This International Standard specifies the behavior of a service that provides transactions on and access to geographic features in a manner independent of the underlying data store. It specifies discovery operations, query operations, locking operations, transaction operations and operations to manage stored parameterized query expressions:

  • Discovery operations allow the service to be interrogated to determine its capabilities and to retrieve the application schema that defines the feature types that the service offers.

  • Query operations allow features or values of feature properties to be retrieved from the underlying data store based upon constraints, defined by the client, on feature properties.

  • Locking operations allow exclusive access to features for the purpose of modifying or deleting features.

  • Transaction operations allow features to be created, changed, replaced and deleted from the underlying data store.

  • Stored query operations allow clients to create, drop, list and described parameterized query expressions that are stored by the server and can be repeatedly invoked using different parameter values.

This International Standard defines eleven operations:

  • GetCapabilities (discovery operation)

  • DescribeFeatureType (discovery operation)

  • GetPropertyValue (query operation)

  • GetFeature (query operation)

  • GetFeatureWithLock (query & locking operation)

  • LockFeature (locking operation)

  • Transaction (transaction operation)

  • CreateStoredQuery (stored query operation)

  • DropStoredQuery (stored query operation)

  • ListStoredQueries (stored query operation)

Some WFS servers may also support additional non-GML feature encodings and client applications may access them using the outputFormat parameter domains.

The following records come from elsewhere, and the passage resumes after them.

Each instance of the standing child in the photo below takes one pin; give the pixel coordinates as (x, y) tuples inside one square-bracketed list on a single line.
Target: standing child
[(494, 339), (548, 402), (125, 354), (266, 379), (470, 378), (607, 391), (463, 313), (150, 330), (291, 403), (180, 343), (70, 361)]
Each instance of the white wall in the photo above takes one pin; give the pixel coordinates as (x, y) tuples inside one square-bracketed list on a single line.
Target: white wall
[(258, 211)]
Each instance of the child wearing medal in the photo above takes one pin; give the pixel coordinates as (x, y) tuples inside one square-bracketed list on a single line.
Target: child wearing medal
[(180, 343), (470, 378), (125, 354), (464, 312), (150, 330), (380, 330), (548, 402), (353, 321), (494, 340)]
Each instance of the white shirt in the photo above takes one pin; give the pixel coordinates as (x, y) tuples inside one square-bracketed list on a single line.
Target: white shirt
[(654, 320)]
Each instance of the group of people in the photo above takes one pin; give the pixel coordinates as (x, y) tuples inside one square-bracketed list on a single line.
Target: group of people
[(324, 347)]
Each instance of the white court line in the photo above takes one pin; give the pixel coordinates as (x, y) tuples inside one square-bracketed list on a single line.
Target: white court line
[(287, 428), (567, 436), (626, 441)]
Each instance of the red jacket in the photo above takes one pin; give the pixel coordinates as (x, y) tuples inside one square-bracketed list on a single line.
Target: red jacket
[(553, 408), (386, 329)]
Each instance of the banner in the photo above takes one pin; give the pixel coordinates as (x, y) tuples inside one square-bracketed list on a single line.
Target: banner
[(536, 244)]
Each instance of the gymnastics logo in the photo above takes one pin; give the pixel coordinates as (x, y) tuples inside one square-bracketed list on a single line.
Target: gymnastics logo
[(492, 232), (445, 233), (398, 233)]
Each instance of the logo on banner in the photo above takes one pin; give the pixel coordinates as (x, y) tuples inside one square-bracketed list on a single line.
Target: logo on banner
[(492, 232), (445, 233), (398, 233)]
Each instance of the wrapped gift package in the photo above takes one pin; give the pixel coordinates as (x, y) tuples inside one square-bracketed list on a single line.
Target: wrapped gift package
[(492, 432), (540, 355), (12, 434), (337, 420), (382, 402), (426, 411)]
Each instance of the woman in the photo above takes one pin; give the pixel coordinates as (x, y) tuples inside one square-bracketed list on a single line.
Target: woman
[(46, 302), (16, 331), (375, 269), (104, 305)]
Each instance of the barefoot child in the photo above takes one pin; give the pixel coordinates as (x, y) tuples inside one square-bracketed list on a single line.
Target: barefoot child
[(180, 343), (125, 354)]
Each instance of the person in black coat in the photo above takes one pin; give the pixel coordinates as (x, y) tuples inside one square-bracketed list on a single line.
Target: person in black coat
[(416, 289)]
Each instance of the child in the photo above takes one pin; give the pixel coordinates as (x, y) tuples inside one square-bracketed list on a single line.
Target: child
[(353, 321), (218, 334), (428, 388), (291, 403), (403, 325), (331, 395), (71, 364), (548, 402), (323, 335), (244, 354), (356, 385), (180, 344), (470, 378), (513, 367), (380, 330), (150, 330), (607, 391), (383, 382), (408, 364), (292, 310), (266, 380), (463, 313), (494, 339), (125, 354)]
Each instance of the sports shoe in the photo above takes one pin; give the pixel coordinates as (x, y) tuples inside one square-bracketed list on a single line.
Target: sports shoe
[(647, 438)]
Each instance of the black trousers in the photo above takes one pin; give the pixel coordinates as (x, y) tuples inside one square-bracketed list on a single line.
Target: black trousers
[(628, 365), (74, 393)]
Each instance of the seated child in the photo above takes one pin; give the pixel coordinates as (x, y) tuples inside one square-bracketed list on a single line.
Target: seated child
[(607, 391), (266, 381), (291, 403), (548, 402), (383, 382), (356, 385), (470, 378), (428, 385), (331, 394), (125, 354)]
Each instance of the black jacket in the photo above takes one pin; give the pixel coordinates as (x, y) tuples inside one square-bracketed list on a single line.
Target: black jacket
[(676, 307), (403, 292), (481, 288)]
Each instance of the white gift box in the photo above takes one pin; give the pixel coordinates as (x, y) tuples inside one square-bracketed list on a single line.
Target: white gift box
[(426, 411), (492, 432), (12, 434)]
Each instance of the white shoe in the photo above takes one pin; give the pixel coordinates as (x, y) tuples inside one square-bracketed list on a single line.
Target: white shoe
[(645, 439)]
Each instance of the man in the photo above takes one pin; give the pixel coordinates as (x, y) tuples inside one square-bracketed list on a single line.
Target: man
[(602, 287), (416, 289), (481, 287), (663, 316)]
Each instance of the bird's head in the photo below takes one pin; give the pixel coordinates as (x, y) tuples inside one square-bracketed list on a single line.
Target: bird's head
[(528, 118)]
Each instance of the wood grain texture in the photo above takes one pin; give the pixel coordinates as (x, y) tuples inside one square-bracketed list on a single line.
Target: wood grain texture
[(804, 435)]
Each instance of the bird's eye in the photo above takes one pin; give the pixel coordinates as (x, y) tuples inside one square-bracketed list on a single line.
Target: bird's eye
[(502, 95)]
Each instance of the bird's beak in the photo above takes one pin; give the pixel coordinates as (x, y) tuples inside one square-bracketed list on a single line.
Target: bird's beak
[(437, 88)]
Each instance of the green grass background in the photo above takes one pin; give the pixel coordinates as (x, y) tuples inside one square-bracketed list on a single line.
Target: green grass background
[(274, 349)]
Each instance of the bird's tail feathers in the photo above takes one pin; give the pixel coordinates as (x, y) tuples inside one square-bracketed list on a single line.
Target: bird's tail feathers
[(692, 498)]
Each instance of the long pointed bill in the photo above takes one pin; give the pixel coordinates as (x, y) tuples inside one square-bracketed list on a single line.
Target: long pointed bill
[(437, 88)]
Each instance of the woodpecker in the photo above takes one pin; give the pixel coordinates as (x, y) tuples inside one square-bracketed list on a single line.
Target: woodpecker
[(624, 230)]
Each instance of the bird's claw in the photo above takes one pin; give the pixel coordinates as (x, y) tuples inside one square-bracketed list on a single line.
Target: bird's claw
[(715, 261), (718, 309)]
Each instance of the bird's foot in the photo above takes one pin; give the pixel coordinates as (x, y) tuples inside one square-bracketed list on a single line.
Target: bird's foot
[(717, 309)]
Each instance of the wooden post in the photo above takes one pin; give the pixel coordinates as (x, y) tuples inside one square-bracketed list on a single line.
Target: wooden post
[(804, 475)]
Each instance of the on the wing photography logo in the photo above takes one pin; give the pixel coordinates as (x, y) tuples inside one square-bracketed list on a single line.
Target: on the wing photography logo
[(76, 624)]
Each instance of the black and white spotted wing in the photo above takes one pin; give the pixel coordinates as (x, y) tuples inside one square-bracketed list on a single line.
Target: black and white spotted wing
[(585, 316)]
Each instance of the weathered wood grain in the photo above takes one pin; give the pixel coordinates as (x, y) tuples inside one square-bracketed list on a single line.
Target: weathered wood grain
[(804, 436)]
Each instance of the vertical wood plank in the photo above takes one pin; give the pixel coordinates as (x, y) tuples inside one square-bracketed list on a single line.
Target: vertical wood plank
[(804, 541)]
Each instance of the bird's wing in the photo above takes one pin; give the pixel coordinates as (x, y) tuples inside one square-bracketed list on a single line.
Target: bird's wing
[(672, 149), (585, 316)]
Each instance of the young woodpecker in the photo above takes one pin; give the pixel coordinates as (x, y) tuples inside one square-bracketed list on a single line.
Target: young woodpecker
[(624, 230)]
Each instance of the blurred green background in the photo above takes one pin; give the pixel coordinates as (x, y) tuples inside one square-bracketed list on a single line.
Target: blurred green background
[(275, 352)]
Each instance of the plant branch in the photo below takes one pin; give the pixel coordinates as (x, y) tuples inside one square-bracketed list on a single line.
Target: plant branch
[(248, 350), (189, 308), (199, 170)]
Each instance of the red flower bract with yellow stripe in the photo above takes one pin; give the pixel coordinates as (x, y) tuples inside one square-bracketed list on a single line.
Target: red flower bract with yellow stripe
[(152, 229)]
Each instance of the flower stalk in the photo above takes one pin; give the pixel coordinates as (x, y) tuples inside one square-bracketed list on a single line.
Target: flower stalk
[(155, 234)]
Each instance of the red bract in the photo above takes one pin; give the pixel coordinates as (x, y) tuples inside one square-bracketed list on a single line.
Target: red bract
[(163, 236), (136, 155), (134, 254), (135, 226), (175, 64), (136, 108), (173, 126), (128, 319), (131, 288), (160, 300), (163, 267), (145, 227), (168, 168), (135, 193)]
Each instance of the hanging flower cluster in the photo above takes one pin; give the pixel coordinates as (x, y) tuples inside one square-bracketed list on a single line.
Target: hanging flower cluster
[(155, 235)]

However, the WFS International Standard does not describe how a server would operate upon such encodings. This is an important distinction for TopoJSON interoperability testing, demonstration and operational implementation.

5.2.2. Filter Encoding

The OGC Filter Encoding Implementation Specification describes an XML and KVP encoding of a system neutral syntax for expressing projections, selection and sorting clauses collectively called a ‘query expression’. As background, a fundamental operation performed on a set of data or resources is that of querying in order to obtain a subset of the data which contains certain desired information that satisfies some query criteria and which is also, perhaps, sorted in some specified manner.

This International Standard defines the XML encoding for the following predicates.

  • A standard set of logical predicates: and, or and not.

  • A standard set of comparison predicates: equal to, not equal to, less than, less than or equal to, greater than, greater than or equal to, like, is null and between.

  • A standard set of spatial predicates: equal, disjoint, touches, within, overlaps, crosses, intersects, contains, within a specified distance, beyond a specified distance and BBOX.

  • A standard set of temporal predicates: after, before, begins, begun by, contains, during, ends, equals, meets, met by, overlaps and overlapped by.

  • A predicate to test whether the identifier of an object matches the specified value.

6. Status Quo & New Requirements Statement

6.1. Status Quo

The OGC WFS provides an interoperable method to access and update geodata across network-connected components. However, results from previous OGC activities and operational deployments indicate that transferring large volumes of geodata from a WFS over a network with poor or very low bandwidth can take a significant amount of time, and network capacity.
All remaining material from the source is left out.